Looking at the above you can see how many different devices and people share the same Internet connection and even without trying to remain anonymous it could be difficult to identify exactly whose traffic belongs to who without having some inside access to the network.  So you can also imagine how difficult it may be if someone was using public WiFi hotspots, Open Wifi, local café/pubs WiFI or even hacking into someone else’s WiFi.


Government Department Access to Tamper/Hack with your devices

So let's say the Snoopers Charter was fit for said purpose then how could they guarantee that only designated people with honest intentions don't damage innocent peoples machine that they can hack into? This raises a series of worrying questions:


  • What protocols and procedures will be in place within organisations such as the Food Standards Agency to stop intended and/or accidental damage of hacked persons machines?

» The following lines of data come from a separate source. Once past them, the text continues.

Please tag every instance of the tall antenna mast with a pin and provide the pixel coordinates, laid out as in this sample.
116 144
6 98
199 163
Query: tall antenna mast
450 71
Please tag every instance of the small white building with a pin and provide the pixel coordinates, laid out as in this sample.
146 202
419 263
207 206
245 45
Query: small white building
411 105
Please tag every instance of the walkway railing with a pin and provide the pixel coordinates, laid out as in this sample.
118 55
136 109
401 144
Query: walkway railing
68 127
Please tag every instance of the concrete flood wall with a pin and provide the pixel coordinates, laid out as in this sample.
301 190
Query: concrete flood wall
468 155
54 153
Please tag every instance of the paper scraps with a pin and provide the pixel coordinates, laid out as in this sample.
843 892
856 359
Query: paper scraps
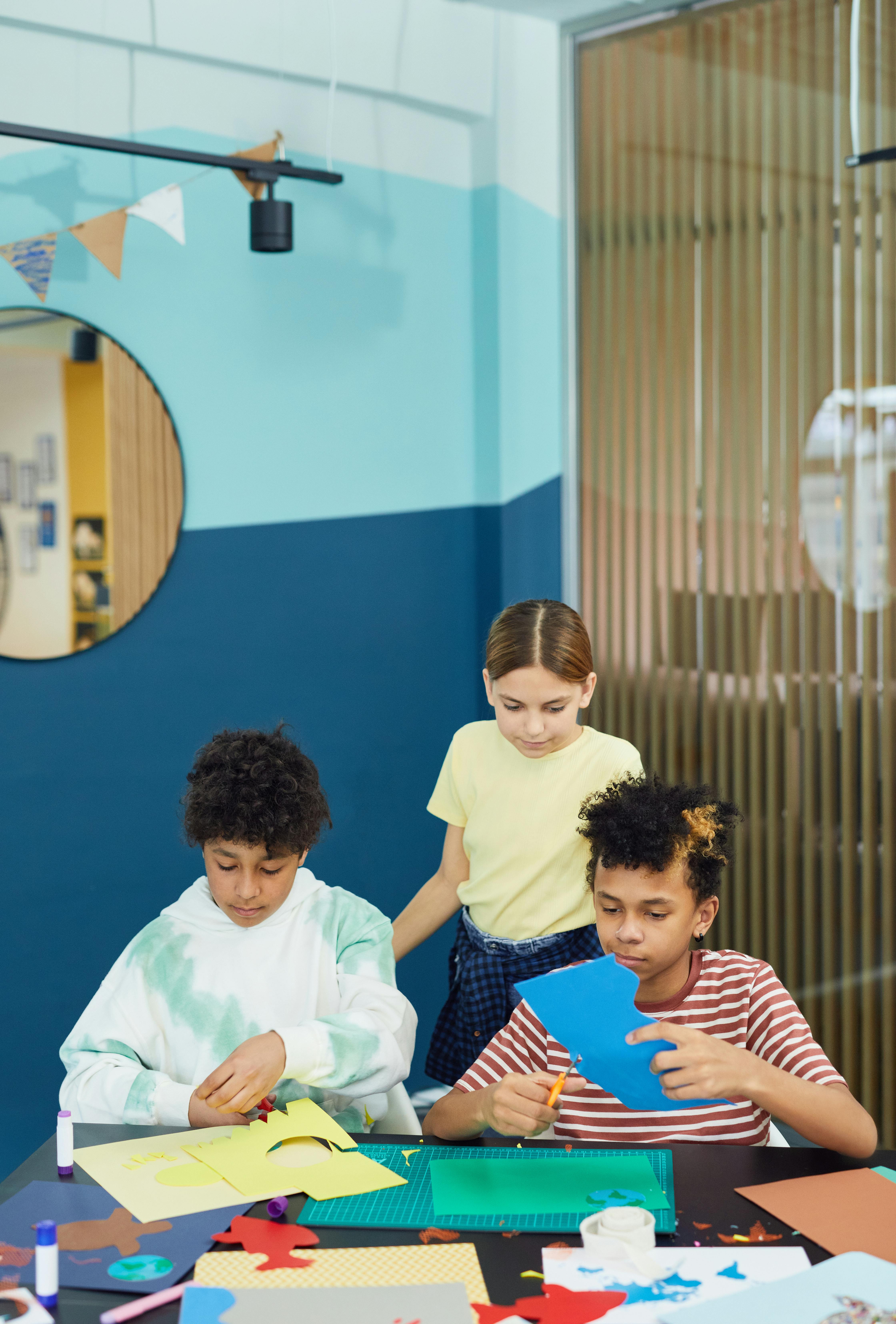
276 1241
840 1211
621 1069
353 1266
436 1303
556 1307
241 1159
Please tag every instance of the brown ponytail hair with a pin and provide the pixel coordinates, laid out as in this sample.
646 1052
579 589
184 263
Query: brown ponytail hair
539 633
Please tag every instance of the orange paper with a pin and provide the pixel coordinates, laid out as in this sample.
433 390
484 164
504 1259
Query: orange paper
840 1211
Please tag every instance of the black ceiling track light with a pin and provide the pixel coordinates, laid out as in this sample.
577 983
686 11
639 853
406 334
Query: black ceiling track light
271 219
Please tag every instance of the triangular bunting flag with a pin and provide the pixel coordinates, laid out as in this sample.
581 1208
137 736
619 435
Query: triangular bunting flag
163 208
264 153
34 260
104 236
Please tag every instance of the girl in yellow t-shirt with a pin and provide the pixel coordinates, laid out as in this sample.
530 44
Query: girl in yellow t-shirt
513 861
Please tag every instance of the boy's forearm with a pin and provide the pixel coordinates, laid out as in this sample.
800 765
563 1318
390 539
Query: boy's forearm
457 1115
825 1114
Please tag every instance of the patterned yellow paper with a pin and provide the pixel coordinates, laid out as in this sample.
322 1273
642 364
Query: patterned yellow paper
351 1266
241 1158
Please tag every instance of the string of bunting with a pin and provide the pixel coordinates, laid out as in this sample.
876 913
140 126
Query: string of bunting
104 236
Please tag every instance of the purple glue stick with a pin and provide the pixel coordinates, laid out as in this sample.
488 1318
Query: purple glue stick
64 1145
47 1264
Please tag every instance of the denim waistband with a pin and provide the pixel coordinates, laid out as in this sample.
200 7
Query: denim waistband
510 947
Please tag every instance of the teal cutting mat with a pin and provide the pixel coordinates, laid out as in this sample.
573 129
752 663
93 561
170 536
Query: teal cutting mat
412 1205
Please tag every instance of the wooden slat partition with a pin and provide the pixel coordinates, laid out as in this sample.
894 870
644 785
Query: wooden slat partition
146 481
738 347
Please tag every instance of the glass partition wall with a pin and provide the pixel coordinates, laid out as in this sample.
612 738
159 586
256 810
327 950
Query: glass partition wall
738 404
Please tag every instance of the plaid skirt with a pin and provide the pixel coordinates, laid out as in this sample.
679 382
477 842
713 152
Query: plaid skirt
482 974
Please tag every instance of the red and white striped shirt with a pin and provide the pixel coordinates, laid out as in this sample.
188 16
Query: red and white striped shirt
728 995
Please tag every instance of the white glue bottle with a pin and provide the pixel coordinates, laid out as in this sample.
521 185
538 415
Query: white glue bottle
47 1264
64 1145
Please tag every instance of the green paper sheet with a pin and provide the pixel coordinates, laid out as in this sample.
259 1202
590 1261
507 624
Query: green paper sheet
543 1187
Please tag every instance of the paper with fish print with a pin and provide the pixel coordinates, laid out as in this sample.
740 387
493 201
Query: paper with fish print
101 1244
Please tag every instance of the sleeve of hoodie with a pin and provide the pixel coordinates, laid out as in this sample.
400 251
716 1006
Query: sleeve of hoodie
110 1052
366 1048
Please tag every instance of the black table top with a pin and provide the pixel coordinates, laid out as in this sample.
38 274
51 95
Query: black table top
705 1195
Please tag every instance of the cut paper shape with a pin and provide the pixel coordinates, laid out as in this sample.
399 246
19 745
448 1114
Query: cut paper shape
815 1297
18 1303
118 1231
88 1217
542 1186
241 1158
562 1000
149 1199
188 1175
689 1276
34 260
264 153
163 208
556 1306
276 1241
758 1235
140 1269
433 1303
840 1211
104 236
353 1266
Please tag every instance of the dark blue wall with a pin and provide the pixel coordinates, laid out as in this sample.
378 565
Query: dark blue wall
365 633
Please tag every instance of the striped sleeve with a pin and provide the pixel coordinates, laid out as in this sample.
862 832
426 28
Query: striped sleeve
779 1033
521 1048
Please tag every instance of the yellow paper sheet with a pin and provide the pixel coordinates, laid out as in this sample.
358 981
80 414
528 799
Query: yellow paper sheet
354 1266
241 1159
124 1171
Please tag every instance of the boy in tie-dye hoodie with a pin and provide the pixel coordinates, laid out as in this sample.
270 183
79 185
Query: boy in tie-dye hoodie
260 982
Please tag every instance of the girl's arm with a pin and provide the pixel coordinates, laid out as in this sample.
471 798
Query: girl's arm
706 1068
436 901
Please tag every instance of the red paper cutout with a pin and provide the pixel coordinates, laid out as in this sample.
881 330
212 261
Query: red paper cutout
261 1237
758 1235
558 1306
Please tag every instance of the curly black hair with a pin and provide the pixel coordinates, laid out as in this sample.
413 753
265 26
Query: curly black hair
255 787
642 822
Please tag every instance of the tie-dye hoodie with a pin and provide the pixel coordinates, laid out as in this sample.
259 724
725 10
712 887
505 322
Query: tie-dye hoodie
192 986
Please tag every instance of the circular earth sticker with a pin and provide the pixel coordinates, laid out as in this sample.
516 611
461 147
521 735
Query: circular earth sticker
140 1269
616 1196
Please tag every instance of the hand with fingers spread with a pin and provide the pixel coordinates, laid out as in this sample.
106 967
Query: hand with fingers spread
701 1066
518 1106
247 1077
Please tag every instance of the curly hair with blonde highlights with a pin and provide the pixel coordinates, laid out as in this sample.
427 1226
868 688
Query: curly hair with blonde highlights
641 823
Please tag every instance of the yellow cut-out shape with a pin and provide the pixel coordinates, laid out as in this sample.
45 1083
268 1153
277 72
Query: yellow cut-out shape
188 1175
241 1158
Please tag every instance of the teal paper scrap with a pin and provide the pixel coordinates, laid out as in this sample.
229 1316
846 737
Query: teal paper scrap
592 1006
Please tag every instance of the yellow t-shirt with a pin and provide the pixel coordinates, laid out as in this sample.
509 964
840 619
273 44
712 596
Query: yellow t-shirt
519 819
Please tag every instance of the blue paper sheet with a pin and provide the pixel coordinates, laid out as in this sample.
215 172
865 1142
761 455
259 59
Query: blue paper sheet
811 1298
590 1009
161 1260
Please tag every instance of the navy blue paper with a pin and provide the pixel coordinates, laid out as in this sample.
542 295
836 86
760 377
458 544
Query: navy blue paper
590 1009
161 1260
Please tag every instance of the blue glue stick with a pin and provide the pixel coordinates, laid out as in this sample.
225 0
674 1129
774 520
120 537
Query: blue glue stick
47 1264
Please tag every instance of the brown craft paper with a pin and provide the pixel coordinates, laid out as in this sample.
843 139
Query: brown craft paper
840 1211
264 153
104 236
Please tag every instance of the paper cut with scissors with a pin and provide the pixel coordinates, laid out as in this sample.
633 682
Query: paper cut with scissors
241 1159
593 1007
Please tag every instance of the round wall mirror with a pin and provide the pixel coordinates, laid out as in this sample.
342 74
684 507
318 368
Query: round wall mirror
92 485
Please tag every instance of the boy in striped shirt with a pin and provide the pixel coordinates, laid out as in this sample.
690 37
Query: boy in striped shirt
657 855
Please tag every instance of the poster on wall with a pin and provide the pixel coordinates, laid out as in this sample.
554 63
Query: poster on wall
47 526
47 459
27 485
28 549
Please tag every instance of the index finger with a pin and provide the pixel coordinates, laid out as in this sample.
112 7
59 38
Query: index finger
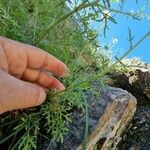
37 58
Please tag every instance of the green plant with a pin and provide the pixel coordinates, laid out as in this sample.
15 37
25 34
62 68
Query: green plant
50 25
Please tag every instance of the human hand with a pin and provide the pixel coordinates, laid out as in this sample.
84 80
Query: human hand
24 75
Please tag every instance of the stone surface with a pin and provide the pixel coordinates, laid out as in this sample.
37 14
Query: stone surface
137 137
108 117
137 81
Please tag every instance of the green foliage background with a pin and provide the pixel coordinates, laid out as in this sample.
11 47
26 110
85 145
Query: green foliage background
27 21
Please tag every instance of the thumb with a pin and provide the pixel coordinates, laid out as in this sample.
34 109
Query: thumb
17 94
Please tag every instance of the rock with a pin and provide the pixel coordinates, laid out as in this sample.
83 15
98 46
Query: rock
136 82
108 117
138 135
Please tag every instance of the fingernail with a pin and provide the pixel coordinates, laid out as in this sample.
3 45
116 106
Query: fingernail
66 72
42 97
61 87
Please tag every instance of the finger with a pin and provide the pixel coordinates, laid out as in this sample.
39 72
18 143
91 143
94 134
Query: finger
42 78
17 94
36 58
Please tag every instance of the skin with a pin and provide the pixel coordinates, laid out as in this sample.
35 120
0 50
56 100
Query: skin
24 75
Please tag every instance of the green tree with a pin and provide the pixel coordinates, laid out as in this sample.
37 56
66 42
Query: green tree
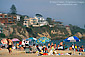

I'm assuming there would be some kind of intranet/portal application/suite of tools with some kind of centrally located database and accessed via VPN that each organisation could connect to? 
  • Would the software be on designated purpose built workstations or on laptops that workers could take home (at risk of being stolen).
  • Who would have access to these machines?
  • Would there be physical security to prevent unauthorised access, enforce policies such as Clean Desk Policy and ensure they don't leave workstation unlocked whilst they go on a break?
  • How qualified/experienced will the person with access be, would they be an apprentice, a junior or have no IT qualification at all?
  • What vetting procedures will be in place in Interviews?
  • How will you monitor/rollback any changes that someone makes to a machine?


The claim is that the Infrastructure Data Bill’s intended purpose is for security reasons and to stop terrorists in their tracks but the reality is that If you were someone trying to remain anonymous online then you would probably doing a mixture of these things and more already meaning that this Bill would be that easy to circumvent that it’s not fit for said purpose and the only actual use of the Bill would be to Spy on the citizens of the UK.